Getting injured when you’re at the hospital or a doctor’s office can make you feel neglected or like your doctors just didn’t care. In Florida, to seek a malpractice lawsuit, you would have had to go through the trouble of court just to be told that there was a cap on the amount of money you could be awarded for your pain and suffering. Now, that cap has been voided. According to the Florida Supreme Court, the law that established a $1 million cap on medical malpractice cases had to be voided.
A cap on medical malpractice awards isn’t fair for those who have suffered injuries. Without knowing those people and seeing what they’ve gone through, it’s hard to know how much money they will need for care or how seriously their injuries have affected their lives. With medical malpractice caps, no matter what a jury awards a victim, the judge would have to reduce the amount to the state’s cap. So, even if the jury determines that the circumstances require a higher payout, that victim won’t receive it.

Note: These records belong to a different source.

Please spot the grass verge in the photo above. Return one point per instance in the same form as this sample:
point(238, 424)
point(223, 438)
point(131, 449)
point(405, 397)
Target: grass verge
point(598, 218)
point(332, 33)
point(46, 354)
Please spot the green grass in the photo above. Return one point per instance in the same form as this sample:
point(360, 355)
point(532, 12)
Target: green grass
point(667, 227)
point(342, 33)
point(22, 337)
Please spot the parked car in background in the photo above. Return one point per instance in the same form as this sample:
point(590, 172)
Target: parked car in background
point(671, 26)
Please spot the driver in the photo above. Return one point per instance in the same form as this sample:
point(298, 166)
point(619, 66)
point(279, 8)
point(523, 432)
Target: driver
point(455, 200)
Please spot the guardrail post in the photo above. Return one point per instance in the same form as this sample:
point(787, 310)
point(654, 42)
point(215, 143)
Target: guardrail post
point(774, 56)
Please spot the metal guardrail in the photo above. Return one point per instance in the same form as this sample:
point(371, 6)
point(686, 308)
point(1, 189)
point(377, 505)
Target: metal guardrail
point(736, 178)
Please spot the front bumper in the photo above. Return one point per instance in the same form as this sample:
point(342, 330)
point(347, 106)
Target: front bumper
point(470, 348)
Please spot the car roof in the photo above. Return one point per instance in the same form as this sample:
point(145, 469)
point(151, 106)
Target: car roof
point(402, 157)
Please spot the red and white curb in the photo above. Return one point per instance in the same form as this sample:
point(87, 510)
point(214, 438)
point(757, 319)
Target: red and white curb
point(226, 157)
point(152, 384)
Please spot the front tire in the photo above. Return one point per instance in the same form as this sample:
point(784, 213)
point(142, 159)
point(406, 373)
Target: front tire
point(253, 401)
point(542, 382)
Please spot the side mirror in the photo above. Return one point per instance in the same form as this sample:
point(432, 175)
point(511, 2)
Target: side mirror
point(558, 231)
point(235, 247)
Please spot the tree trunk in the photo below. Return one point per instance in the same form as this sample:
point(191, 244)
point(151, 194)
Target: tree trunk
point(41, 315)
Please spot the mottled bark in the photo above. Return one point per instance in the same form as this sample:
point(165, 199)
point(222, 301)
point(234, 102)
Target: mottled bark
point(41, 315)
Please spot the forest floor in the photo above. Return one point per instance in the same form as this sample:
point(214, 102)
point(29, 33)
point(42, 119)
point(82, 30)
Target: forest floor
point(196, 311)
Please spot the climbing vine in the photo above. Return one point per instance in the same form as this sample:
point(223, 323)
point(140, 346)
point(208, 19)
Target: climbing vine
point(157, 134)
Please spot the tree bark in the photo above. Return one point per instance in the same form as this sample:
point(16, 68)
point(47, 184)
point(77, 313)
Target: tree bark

There are 35 states in the U.S. that have laws that place a cap on non-economic damages in medical malpractice cases. In California, the limit is $250,000 on non-economic damages. These limits essentially are in place to limit how much a person can get for “pain and suffering,” not their medical bills.
According to the article, some people believe that the caps should be in place, because the state would then know exactly how much a person could get for “pain and suffering” awards and eliminate ridiculously high payouts. However, others have argued that a system that has a single cap won’t work. Why? The cap overrules the jury, and that’s not something that is normally done in a court.